- Relator(a)
- Ministro Carlos Cini Marchionatti
- Órgão julgador
- Quinta Turma
- Data do julgamento
- 02/09/2025
- Data de publicação
- 08/09/2025
STJ – Acórdão, Rel. Ministro Carlos Cini Marchionatti, Quinta Turma, j. 02/09/2025, p. 08/09/2025
DIREITO PROCESSUAL PENAL. AGRAVO REGIMENTAL EM HABEAS CORPUS. TRÁFICO DE DROGAS. BUSCA PESSOAL. FUNDADA SUSPEITA CONFIGURADA. LOCAL CONHECIDO PELO TRÁFICO. NERVOSISMO, OCULTAÇÃO DO ROSTO E TENTATIVA DE AFASTAMENTO. APREENSÃO DE ENTORPECENTES E DINHEIRO. LICITUDE DA PROVA. IMPOSSIBILIDADE DE REVOLVIMENTO FÁTICO-PROBATÓRIO. AGRAVO REGIMENTAL DESPROVIDO. I. CASO EM EXAME 1. Agravo regimental interposto contra decisão que não conheceu de habeas corpus impetrado em favor de acusado denunciado por tráfico de drogas (art. 33 da Lei 11.343/2006), sob alegação de ilegalidade da busca pessoal fundada apenas em nervosismo e mudança de direção ao avistar viatura policial. II. QUESTÃO EM DISCUSSÃO 2. A questão em discussão consiste em definir se, no caso concreto, os elementos que motivaram a abordagem policial configuram fundada suspeita nos termos do art. 244 do CPP, apta a legitimar a busca pessoal e as provas dela decorrentes.

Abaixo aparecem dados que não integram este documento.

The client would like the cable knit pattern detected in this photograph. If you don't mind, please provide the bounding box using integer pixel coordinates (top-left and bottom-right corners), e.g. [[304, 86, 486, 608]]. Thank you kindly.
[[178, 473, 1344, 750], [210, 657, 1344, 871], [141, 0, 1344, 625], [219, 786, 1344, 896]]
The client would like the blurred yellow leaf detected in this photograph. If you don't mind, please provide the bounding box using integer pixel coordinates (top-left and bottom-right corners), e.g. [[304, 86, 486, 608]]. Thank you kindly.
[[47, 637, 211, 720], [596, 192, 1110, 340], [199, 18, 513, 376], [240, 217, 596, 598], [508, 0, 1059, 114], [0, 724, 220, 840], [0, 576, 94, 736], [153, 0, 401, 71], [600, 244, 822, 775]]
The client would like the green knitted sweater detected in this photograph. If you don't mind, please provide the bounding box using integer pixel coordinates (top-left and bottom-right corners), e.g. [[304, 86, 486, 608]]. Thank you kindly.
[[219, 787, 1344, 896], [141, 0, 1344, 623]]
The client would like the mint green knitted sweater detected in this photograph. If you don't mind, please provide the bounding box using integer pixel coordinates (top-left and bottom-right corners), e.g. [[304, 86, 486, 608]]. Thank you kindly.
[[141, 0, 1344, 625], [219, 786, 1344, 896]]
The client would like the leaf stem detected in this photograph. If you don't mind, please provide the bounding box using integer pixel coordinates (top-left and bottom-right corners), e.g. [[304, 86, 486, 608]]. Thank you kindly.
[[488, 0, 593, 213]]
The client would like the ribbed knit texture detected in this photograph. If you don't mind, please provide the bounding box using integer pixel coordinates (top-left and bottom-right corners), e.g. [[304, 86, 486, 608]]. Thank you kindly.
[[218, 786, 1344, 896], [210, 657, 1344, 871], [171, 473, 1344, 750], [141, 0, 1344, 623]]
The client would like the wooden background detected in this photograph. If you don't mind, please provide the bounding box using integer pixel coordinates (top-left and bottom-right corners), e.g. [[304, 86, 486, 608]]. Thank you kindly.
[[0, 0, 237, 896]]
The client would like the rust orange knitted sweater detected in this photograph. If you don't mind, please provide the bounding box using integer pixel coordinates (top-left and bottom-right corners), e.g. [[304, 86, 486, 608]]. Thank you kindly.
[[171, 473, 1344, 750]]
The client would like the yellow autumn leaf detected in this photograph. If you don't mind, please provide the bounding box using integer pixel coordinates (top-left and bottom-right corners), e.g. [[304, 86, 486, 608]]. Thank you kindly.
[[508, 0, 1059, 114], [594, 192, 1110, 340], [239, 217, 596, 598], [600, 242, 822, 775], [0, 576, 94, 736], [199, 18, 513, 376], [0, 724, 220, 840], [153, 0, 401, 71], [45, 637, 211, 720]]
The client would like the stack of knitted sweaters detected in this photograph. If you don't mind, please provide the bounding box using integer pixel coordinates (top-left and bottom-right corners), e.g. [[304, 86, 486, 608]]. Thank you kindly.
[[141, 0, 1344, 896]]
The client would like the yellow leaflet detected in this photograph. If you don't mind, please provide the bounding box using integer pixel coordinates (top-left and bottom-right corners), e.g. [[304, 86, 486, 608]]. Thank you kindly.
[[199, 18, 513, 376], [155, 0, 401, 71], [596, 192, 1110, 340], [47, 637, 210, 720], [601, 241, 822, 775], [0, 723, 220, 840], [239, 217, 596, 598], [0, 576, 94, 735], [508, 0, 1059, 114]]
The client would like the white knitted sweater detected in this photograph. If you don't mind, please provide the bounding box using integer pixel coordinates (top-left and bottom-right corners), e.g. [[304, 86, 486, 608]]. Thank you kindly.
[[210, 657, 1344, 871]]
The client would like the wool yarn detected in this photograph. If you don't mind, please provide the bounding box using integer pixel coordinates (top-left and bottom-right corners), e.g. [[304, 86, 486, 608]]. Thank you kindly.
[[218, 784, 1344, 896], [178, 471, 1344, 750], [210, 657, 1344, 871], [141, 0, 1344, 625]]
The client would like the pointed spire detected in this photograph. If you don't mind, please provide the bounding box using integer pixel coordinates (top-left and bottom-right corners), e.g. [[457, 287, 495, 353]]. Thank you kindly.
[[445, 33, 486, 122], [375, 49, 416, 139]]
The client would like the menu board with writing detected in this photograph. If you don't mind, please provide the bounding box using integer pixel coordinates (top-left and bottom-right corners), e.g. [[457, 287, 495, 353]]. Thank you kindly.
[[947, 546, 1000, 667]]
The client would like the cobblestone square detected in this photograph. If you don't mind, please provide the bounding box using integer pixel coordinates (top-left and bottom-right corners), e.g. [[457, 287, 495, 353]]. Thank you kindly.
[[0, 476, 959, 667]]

III. RAZÕES DE DECIDIR 3. A busca pessoal independe de mandado judicial quando houver fundada suspeita de posse de corpo de delito, conforme art. 244 do CPP. 4. As instâncias ordinárias registraram que o paciente estava em local de intenso tráfico, apresentou visível nervosismo, tentou ocultar o rosto e se afastar apressadamente, circunstâncias que, analisadas em conjunto, configuram fundada suspeita e justificam a abordagem. 5. A jurisprudência do STJ e do STF admite a busca pessoal baseada em comportamento suspeito, fuga ou gestos típicos, especialmente em contexto de local conhecido por prática criminosa. 6. A análise da tese defensiva demandaria reexame do conjunto fático-probatório, providência inviável na via estreita do habeas corpus e na instância especial (Súmula 7/STJ). IV. DISPOSITIVO 7. Agravo regimental desprovido. (AgRg no HC n. 1.010.376/PR, relator Ministro Carlos Cini Marchionatti (Desembargador Convocado TJRS), Quinta Turma, julgado em 2/9/2025, DJEN de 8/9/2025.)